At the end of 2017, Fessenheim had more than 1,000 employees and service providers on site.

Only 294 people will be needed on site for the fuel removal process until 2023, and about 60 after that for the final disassembly.

It is estimated that shutting down the reactor will put the livelihoods of 2,500 people in the tiny Alsatian community at risk, directly or indirectly.

In Fressenheim, people expressed anger over the decision, fearing for the future of the workers that would lose their jobs.

“What pain, it is inhuman what is happening,” the CGT labour union tweeted as the first switches were flicked.

“We want to die,” they tweeted.


The government has said workers will be transferred to other EDF sites. But many would have to leave their families behind.

Safety failures

The reactor in Fessenhaim opened in 1977 and had outlived its projected 40-year life span by three years.

While there is no legal limit on the life span of French nuclear power stations, EDF has envisaged a 40-year ceiling for all second-generation reactors, which use pressurised water technology.

France's ASN nuclear safety authority has said reactors can be operated beyond 40 years only if ambitious safety improvements are undertaken.

In the 1990s and 2000s, several safety failures were reported at Fessenheim, including an electrical fault, cracks in a reactor cover, a chemistry error, water pollution, a fuel leak, and non-lethal radioactive contamination of workers.

In 2007, the same year a Swiss study found that seismic risks in the Alsace region had been underestimated during construction, the ASN denounced a “lack of rigour” in EDF's operation of the plant.

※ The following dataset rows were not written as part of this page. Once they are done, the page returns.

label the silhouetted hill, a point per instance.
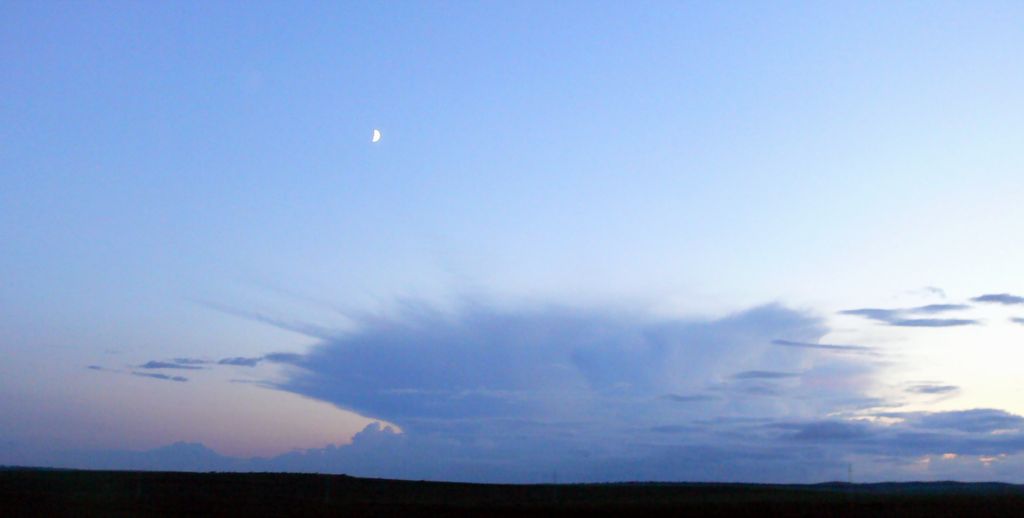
(66, 492)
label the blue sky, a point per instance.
(578, 215)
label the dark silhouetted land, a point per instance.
(66, 492)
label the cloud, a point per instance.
(480, 393)
(691, 398)
(481, 362)
(826, 431)
(168, 364)
(899, 316)
(999, 298)
(826, 347)
(938, 308)
(192, 361)
(933, 322)
(301, 328)
(973, 421)
(763, 375)
(932, 389)
(241, 361)
(158, 376)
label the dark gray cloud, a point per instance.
(481, 361)
(485, 394)
(826, 347)
(723, 449)
(999, 298)
(158, 376)
(932, 389)
(168, 364)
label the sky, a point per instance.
(631, 241)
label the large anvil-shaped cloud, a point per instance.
(481, 362)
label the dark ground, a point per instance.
(60, 492)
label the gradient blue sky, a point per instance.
(580, 204)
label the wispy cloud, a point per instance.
(158, 376)
(168, 364)
(825, 347)
(999, 298)
(903, 316)
(241, 361)
(764, 375)
(932, 389)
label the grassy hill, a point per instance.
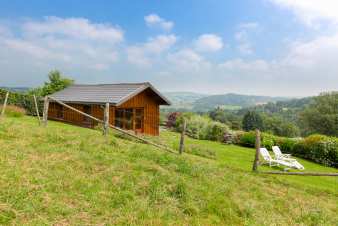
(67, 175)
(16, 89)
(182, 100)
(232, 101)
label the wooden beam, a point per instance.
(258, 146)
(106, 120)
(76, 110)
(37, 109)
(182, 136)
(115, 128)
(45, 110)
(4, 105)
(299, 173)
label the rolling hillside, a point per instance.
(66, 175)
(201, 102)
(232, 101)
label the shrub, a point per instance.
(319, 148)
(201, 151)
(268, 140)
(216, 131)
(14, 111)
(286, 144)
(247, 139)
(171, 119)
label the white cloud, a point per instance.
(241, 65)
(249, 25)
(242, 36)
(143, 55)
(78, 28)
(186, 60)
(64, 42)
(321, 51)
(154, 20)
(208, 43)
(312, 12)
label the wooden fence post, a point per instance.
(106, 120)
(258, 146)
(182, 137)
(5, 104)
(37, 109)
(45, 111)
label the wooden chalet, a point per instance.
(133, 106)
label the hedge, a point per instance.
(318, 148)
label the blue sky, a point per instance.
(266, 47)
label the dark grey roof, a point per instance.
(105, 93)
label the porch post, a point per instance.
(45, 111)
(106, 120)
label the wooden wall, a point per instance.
(143, 100)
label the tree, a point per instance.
(56, 83)
(251, 121)
(279, 126)
(321, 116)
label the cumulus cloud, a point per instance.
(241, 65)
(208, 43)
(186, 60)
(243, 39)
(64, 41)
(312, 12)
(142, 55)
(154, 20)
(78, 28)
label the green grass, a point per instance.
(68, 175)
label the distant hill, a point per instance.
(15, 89)
(232, 101)
(182, 100)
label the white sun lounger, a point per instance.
(274, 162)
(286, 157)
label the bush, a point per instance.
(201, 151)
(286, 144)
(247, 139)
(216, 131)
(268, 140)
(14, 111)
(318, 148)
(201, 127)
(171, 119)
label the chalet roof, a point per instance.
(115, 94)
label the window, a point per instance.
(129, 118)
(119, 118)
(88, 110)
(59, 111)
(139, 118)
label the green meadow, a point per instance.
(67, 175)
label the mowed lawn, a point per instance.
(66, 175)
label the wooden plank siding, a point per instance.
(143, 100)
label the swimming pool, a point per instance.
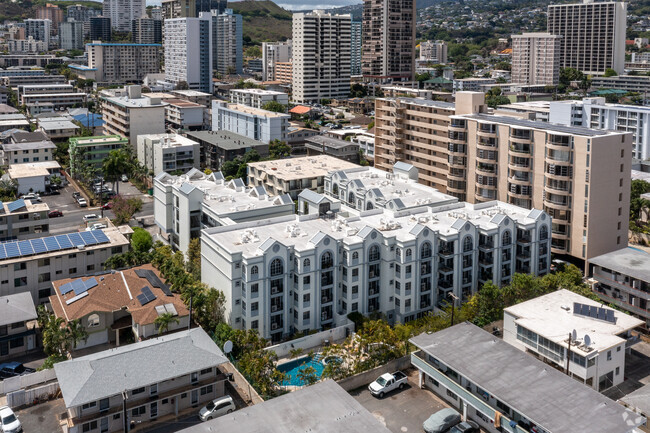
(292, 368)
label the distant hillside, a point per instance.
(263, 21)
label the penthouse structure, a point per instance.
(321, 56)
(458, 365)
(593, 35)
(30, 266)
(186, 204)
(549, 167)
(401, 264)
(291, 176)
(255, 123)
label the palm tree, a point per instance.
(164, 320)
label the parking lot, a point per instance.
(401, 411)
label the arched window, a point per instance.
(425, 250)
(326, 260)
(93, 320)
(543, 233)
(506, 238)
(373, 253)
(468, 244)
(277, 268)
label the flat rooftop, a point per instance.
(302, 168)
(545, 396)
(627, 261)
(545, 126)
(303, 231)
(548, 316)
(408, 192)
(322, 407)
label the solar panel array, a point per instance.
(594, 312)
(146, 296)
(153, 280)
(11, 250)
(78, 286)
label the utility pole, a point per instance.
(454, 298)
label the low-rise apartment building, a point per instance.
(162, 376)
(111, 309)
(132, 115)
(621, 278)
(31, 265)
(257, 97)
(17, 325)
(255, 123)
(491, 383)
(217, 147)
(168, 153)
(93, 150)
(570, 331)
(291, 176)
(299, 273)
(184, 205)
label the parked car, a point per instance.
(11, 369)
(31, 196)
(9, 422)
(441, 421)
(465, 427)
(217, 407)
(387, 382)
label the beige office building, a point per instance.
(536, 58)
(579, 176)
(321, 56)
(593, 35)
(388, 40)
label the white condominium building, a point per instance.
(321, 56)
(186, 204)
(272, 53)
(536, 58)
(298, 273)
(593, 35)
(188, 51)
(122, 12)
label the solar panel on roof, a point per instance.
(12, 249)
(75, 239)
(25, 248)
(15, 205)
(39, 246)
(64, 242)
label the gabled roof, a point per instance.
(108, 373)
(17, 308)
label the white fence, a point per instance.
(313, 340)
(21, 382)
(25, 396)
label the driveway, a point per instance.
(401, 411)
(42, 418)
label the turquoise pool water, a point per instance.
(292, 368)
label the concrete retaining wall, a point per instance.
(313, 340)
(363, 379)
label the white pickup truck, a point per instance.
(387, 382)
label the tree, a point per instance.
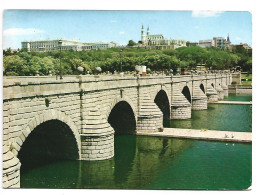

A pro-nuclear energy group protests outside the Greenpeace headquarters in Paris the day France switched off the Fessenheim nuclear power plant. Photo: AFP

.. not done before 2040

Former president Francois Hollande pledged to close Fessenheim – on the Rhine river – but it was not until 2018 that his successor Emmanuel Macron gave the final green light.

The procedure to finally shut down the plant, four months after the first reactor was taken offline, started hours earlier than scheduled, and will be followed in the coming months and years by the site's dismantlement.

After its disconnection from the power grid Monday, it will be months before Fessenheim's reactors have cooled enough for the spent fuel to be removed.

That process should be completed by 2023, but the plant is not expected to be fully dismantled before at least 2040.

12 more closures announced

Without Fessenheim, France will still have 56 pressurised water reactors at 18 nuclear plants  generating around 70 percent of its electricity.

Only the United States, with 98, has more reactors, but France is by far the world's biggest consumer of nuclear energy.

In January, the government said it would shut 12 more reactors nearing or exceeding the 40-year limit by 2035 – when nuclear power should represent just 50 percent of the country's energy mix – in favour of renewable sources.

At the same time, EDF is racing to get its first next-generation reactor running by 2022 – 10 years behind schedule – and more may be in the pipeline.

Future plans under consideration for Fessenheim include turning it into a site for recycling low-level radioactive metal, or a biofuel plant, both promising to bring back hundreds of jobs, but neither expected to materialise for several more years.